—The Scriptures must not merely be read as 66 individual books but as one unified and cohesive story. Understanding the Covenant of Works helps readers of the Bible understand this one grand story of how God saves sinners through His Son.
In the Garden of Eden, there lived a king named Adam. God gave Adam, the first man, a mission to further this kingdom over all the earth. God would reign through the man He had appointed as the federal head of the human race (cf. Gen. 1:31). The key to this paradise was that Adam would serve as a king under authority. He was to live gladly under God’s kingship over him and love God with all his heart, soul, mind, and strength.
This relationship between God and Adam is expressed through a covenant commonly called the Covenant of Works.[1] Adam represented all mankind in the Garden and his meeting or failing the conditions of this covenant not only would affect him but all his posterity. Before fleshing this out, we need to consider Genesis 2:15-17 which says,
The Lord God took the man and put him in the garden of Eden to work it and keep it. And the Lord God commanded the man, saying, ‘You may surely eat of every tree of the garden, but of the tree of the knowledge of good and evil you shall not eat, for in the day that you eat of it you shall surely die.’
No little controversy lies at the heart of this text in terms of whether or not it actually presents a “Covenant of Works.” Caution must be exercised here as the love of God and His Scriptures demand rightfully dividing the Word of truth.

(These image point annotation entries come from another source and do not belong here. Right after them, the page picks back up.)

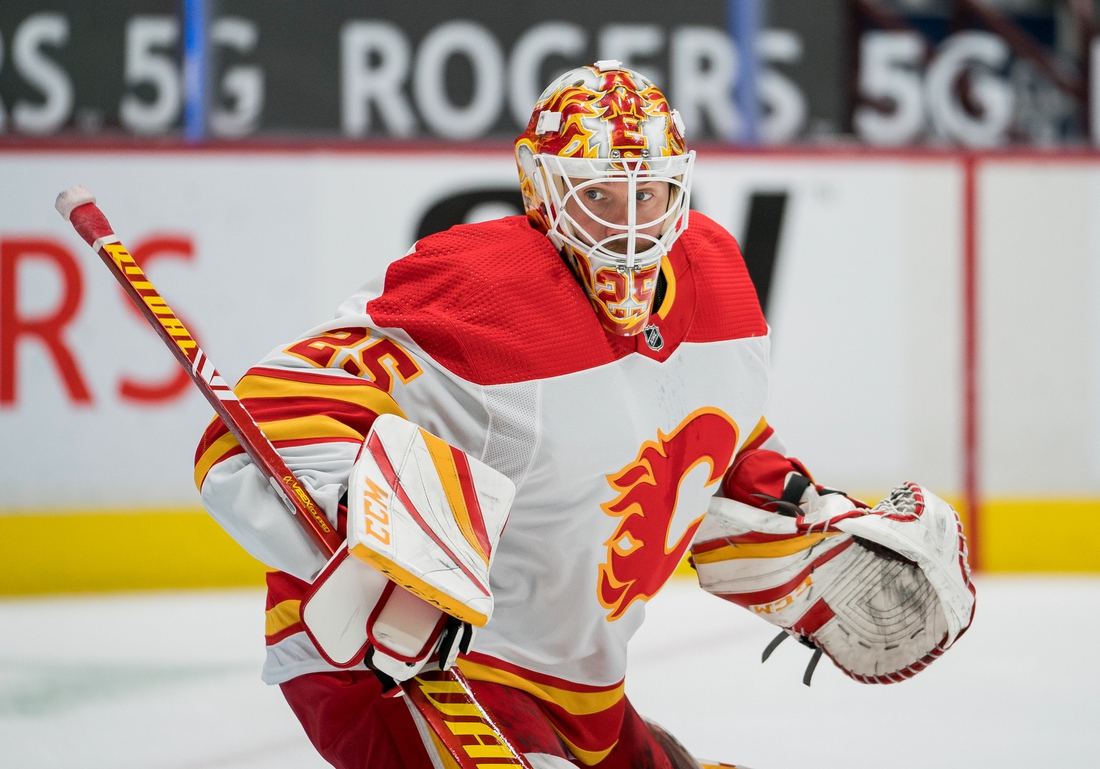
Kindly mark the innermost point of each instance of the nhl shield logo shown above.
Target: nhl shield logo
(653, 338)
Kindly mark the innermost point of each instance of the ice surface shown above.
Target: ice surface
(171, 681)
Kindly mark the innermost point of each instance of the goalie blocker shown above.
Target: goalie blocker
(424, 520)
(882, 591)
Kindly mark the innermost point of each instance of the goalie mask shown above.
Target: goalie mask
(605, 175)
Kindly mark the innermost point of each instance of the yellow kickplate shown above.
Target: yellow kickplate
(111, 550)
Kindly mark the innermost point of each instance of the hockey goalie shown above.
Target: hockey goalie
(507, 427)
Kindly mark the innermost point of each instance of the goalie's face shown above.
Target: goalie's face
(605, 174)
(601, 211)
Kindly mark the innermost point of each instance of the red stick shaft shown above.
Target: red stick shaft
(442, 698)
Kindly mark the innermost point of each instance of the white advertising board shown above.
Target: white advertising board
(252, 249)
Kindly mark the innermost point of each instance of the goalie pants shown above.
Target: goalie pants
(353, 726)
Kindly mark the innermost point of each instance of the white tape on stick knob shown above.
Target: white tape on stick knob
(74, 197)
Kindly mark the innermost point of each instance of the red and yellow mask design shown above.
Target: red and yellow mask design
(594, 127)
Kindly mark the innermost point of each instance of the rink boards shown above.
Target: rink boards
(866, 305)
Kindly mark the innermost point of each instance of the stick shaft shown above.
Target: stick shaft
(442, 698)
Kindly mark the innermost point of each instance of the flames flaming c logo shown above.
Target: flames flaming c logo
(640, 559)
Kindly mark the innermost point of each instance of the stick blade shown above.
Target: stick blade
(73, 198)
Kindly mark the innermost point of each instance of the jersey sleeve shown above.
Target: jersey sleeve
(316, 401)
(760, 472)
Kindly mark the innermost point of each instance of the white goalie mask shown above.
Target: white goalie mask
(605, 174)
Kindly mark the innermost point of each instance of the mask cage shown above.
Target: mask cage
(563, 179)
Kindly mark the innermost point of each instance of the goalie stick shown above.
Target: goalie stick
(442, 698)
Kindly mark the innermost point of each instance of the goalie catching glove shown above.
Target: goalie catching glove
(424, 520)
(882, 591)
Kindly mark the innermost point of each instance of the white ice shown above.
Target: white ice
(171, 681)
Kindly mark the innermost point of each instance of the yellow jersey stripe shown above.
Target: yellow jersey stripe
(670, 288)
(210, 457)
(441, 457)
(589, 758)
(367, 396)
(282, 616)
(783, 547)
(574, 703)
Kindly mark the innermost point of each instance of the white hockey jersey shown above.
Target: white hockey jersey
(483, 337)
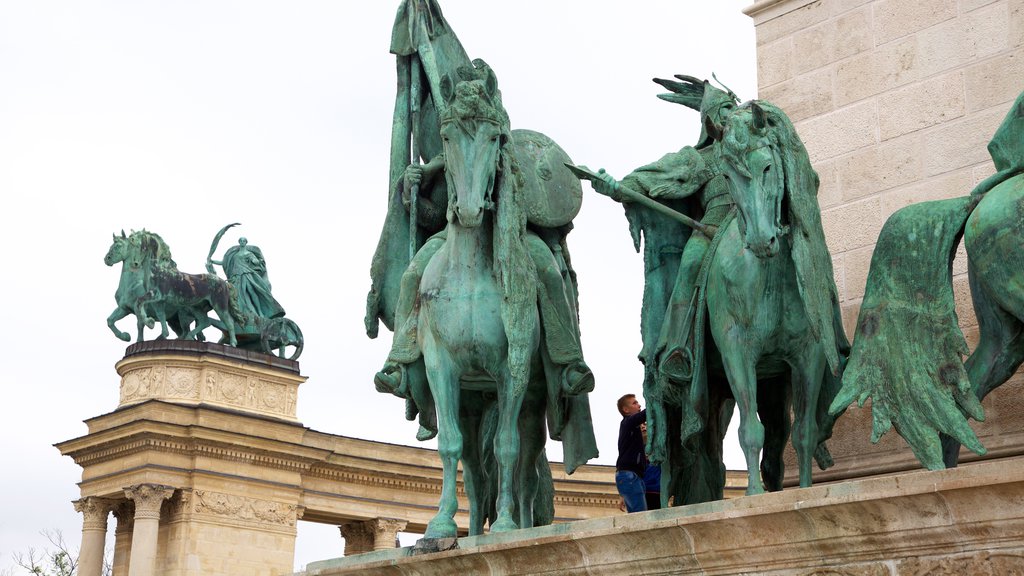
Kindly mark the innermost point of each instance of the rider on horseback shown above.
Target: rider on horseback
(693, 172)
(555, 281)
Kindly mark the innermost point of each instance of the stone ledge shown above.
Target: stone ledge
(875, 526)
(195, 347)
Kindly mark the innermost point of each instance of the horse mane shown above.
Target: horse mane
(154, 246)
(809, 252)
(476, 98)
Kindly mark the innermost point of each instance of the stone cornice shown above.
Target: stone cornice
(767, 9)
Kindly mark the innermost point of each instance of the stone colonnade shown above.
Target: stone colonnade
(137, 530)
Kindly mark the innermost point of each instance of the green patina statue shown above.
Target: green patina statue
(907, 354)
(472, 273)
(765, 296)
(151, 283)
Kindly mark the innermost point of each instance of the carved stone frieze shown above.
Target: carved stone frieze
(245, 508)
(197, 382)
(981, 564)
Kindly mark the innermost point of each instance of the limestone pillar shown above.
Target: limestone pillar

Careful consideration of this text, however, not only proves a Covenant of Works, but also sets the entire trajectory of the rest of the Bible. That is, to miss the overarching point of Genesis 1-3 is to miss one of the crucial storylines of the Bible. Not only was the Covenant of Works the key to Adam remaining in his Edenic paradise, but it is also the key to any other soul entering into an eternal paradise with the triune God.
Charles Haddon Spurgeon preached it this way,
The doctrine of the divine covenant lies at the root of all true theology. It has been said that he who well understands the distinction between the covenant of works and the covenant of grace is a master of divinity. I am persuaded that most of the mistakes which men make concerning the doctrines of Scripture are based upon fundamental errors with regard to the covenants of law and of grace.[2]